Он вдруг остановился.
– Очень хорошо. Кажется, мне придется применить родительскую власть в отношении этих глупых детей и примирить их. Поэтому ты пошлешь двух гонцов в Пелузий. Одного к царю Птолемею, другого к царице. Я требую, чтобы они оба явились сюда, в их дворец. Это ясно?
Ганимед смутился.
– С царем я не предвижу никаких трудностей, Цезарь, но царица сюда не поедет. Как только она появится, толпа набросится на нее. – Он презрительно вздернул верхнюю губу. – Любимое занятие александрийцев – рвать на куски неугодных правителей. На рыночной площади, где много места. – Он кашлянул. – Должен добавить, Цезарь, что и тебе ради собственной безопасности никуда не надо бы выходить. Город сейчас во власти смутьянов.

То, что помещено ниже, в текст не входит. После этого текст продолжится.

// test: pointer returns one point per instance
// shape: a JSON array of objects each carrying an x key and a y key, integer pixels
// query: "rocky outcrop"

– Хорошо, Ганимед. Делай, что можешь. А теперь покажи мне мои комнаты. И проследи, чтобы римских солдат хорошо накормили. Естественно, я заплачу за каждую каплю, за каждую крошку. Даже по вашим теперешним ценам.
– Итак, – сказал Цезарь Руфрию за поздним обедом в своих новых покоях, – мне пока ничего не удалось узнать о судьбе бедного Магна, но я боюсь за него. Ганимед о нем не слышал, однако я не доверяю этому человеку. Если другой евнух, Потин, стремится править через малолетнего Птолемея, то почему бы Ганимеду не делать ставку на Арсиною?
– Конечно, они поступили с нами низко, – заметил Руфрий, оглядывая помещение. – Сулили хоромы, а поместили в лачуги. – Он усмехнулся. – Особенно страдает Тиберий Нерон. Он выбит из колеи тем, что вынужден делить жилье еще с одним военным трибуном, а отсутствие приглашения отобедать с тобой и вовсе его убивает.
– И почему, скажи на милость, ему так хочется разделить трапезу с самым распоследним из римских эпикурейцев? Эти аристократы совершенно несносны. Да оградят меня боги от них!
«А сам-то он кто? – улыбаясь про себя, подумал Руфрий. – Такой же несносный аристократ. Правда, его несносность не связана с древностью рода. И его бесит необходимость брать на службу таких болванов, как Нерон, только потому, что тот патриций из рода Клавдиев. Но Цезарь не может сказать об этом, не нанеся мне оскорбления».